Белая ночь пахла болотом и гнилой корой. По светлому небу ветер гнал клочья серых туч. Холодная морось засыпала траву, припорошила одежду, липла к лицам. Под ногами чавкала земля, размокшая от вечерней грозы. Одинокая чайка, одуревшая от битвы с ветром, отчаянно вскрикивала, болтаясь над верхушками сосен. Но приземляться боялась, встревоженная появлением у леса трех человек в столь ранний, не подходящий для приятной прогулки час. Люди с добром не пришли, это чайка поняла даже своим птичьим умком. Поэтому вопила отчаянно, предупреждая всех, кто мог оказаться поблизости.
Начальник управления военной контрразведки Калининградского особого района контр-адмирал Черкасов пребывал в состоянии тихой истерики и на окружающую действительность никак не реагировал.

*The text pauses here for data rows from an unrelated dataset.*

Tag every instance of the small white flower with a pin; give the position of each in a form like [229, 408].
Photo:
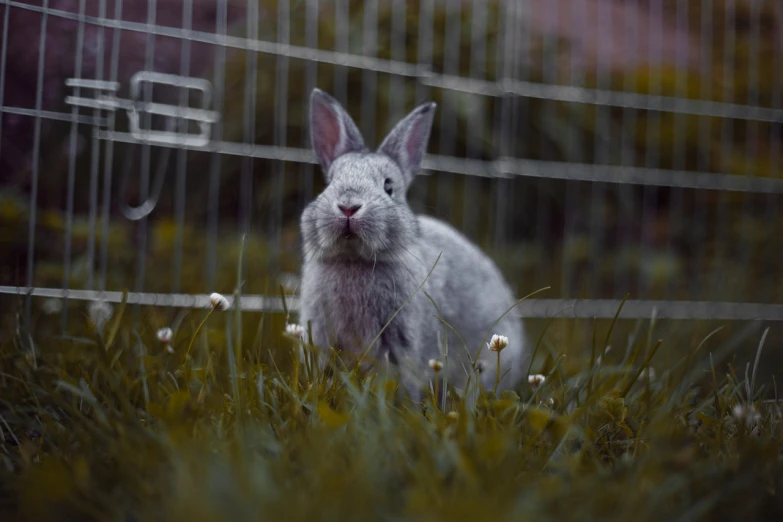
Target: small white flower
[165, 335]
[497, 343]
[218, 301]
[536, 380]
[99, 312]
[295, 330]
[746, 413]
[289, 281]
[52, 306]
[648, 373]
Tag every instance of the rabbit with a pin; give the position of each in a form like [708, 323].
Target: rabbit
[365, 254]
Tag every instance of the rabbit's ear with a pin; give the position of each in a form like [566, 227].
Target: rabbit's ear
[332, 131]
[407, 142]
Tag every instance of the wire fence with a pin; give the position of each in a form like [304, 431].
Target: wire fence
[602, 148]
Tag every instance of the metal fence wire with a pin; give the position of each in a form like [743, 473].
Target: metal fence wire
[600, 147]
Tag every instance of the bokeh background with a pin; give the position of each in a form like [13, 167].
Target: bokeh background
[640, 140]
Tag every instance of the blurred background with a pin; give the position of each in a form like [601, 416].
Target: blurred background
[603, 148]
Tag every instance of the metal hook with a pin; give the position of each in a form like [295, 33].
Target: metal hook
[146, 208]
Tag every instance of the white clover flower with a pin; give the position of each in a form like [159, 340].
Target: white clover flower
[497, 343]
[746, 413]
[436, 365]
[165, 335]
[99, 312]
[289, 281]
[219, 301]
[52, 306]
[295, 330]
[648, 373]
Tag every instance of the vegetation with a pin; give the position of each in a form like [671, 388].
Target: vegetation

И не мудрено, если на старости лет, за год до выхода на заслуженный отдых, узнаёшь, что твой подчиненный, обласканный доверием, десять лет шпионил в пользу БНД.[25] Есть повод соскочить с катушек, когда среди ночи к тебе заявляются незнакомые люди с непроницаемыми лицами и холодными глазами, вытаскивают из теплой постели и ставят в видеомагнитофон кассету. А на ней такое кино! Сидит твой любимец, тобой же вытащенный из забайкальской грязи, глупо ухмыляется, потому что под гипнозом, и… В мельчайших подробностях: как, кто, кому, какие сведения. И вдобавок, потому что загипнотизированный язык болтается, как помело, про то, что сколотил банду из бывших спецназовцев из белорусской бригады и пять лет подрабатывал киллерством. Даже счет, сука, назвал, на который деньги за «заказы» переводили.
Черкасов едва не удержался, чтобы не плюнуть в экран, на котором растекалась морда Елисеева. Конечно, от стыда и позора полагалось пустить себе пулю в лоб. Но у генералов из-за возраста или от сытой жизни со стрельбой на близкой дистанции в последнее время появились проблемы. Не стреляются, хоть плюй в глаза. А вот в продавшего подчиненного — это святое.

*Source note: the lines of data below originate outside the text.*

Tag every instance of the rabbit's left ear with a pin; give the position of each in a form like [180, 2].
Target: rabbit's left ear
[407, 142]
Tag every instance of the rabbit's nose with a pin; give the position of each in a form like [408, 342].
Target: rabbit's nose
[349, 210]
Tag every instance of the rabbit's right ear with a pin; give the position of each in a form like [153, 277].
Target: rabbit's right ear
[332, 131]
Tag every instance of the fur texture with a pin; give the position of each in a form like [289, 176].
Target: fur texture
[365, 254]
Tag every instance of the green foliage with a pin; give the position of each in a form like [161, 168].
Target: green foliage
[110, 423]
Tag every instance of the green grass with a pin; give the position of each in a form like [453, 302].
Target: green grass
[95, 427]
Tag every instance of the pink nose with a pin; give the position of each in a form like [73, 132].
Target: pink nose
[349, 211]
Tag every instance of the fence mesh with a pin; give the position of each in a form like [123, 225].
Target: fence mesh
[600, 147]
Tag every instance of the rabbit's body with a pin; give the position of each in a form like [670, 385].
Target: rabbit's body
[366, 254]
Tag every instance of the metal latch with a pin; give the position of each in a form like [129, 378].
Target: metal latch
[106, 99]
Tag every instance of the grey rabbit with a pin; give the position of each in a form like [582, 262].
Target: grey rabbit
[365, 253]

Максимов посмотрел на налившееся кровью лицо Черкасова и с тревогой подумал, что старик чересчур расчувствовался, как бы удар не хватил. Отвернулся.
Стояли они на опушке леса. Дорогу, уходящую в сосновый бор, перегораживал шлагбаум. Ветер болтал жестянку с корявой надписью «Спецобъект. Проход запрещен. Стрелять буду».
— Это точно, — пробормотал себе под нос Максимов. Прошло не больше двух часов, как Навигатор и Смотритель оставили его рядом со спящей мертвым сном Кариной в особнячке на окраине Калининграда. И неожиданно Навигатор вновь потребовал его к себе.
Как оказалось, необходимо срочно решить проблему Евсеева. Максимов посчитал экстренную встречу пустой формальностью. По традиции, идущей от ордена Георгия Победоносца, три кавалера Ордена в полевых условиях имели право самостоятельно судить и выносить приговор. Мнения Максимова можно было не спрашивать. Только смерть. Ее варианты — на усмотрение Смотрителя, отвечающего за силовые акции. Но у Навигатора были свои планы, в частности — по отношению к Черкасову. И потребовался Максимов, потому что, кроме Странника, никто из оперативников Смотрителя нужных навыков не имел.
— Почему именно здесь? — спросил Максимов. Навигатор, конечно же, знал ответ, но промолчал, предоставив возможность высказаться Черкасову.
Контр-адмирал, на котором из военной формы сейчас был лишь пятнистый бушлат, зашипел и забулькал горлом, как закипающий самовар. Потом, процедив ругательство, выдавил:
— Я его, гниду, предупреждал: продашь — брошу вниз башкой в котлован. Без суда и следствия.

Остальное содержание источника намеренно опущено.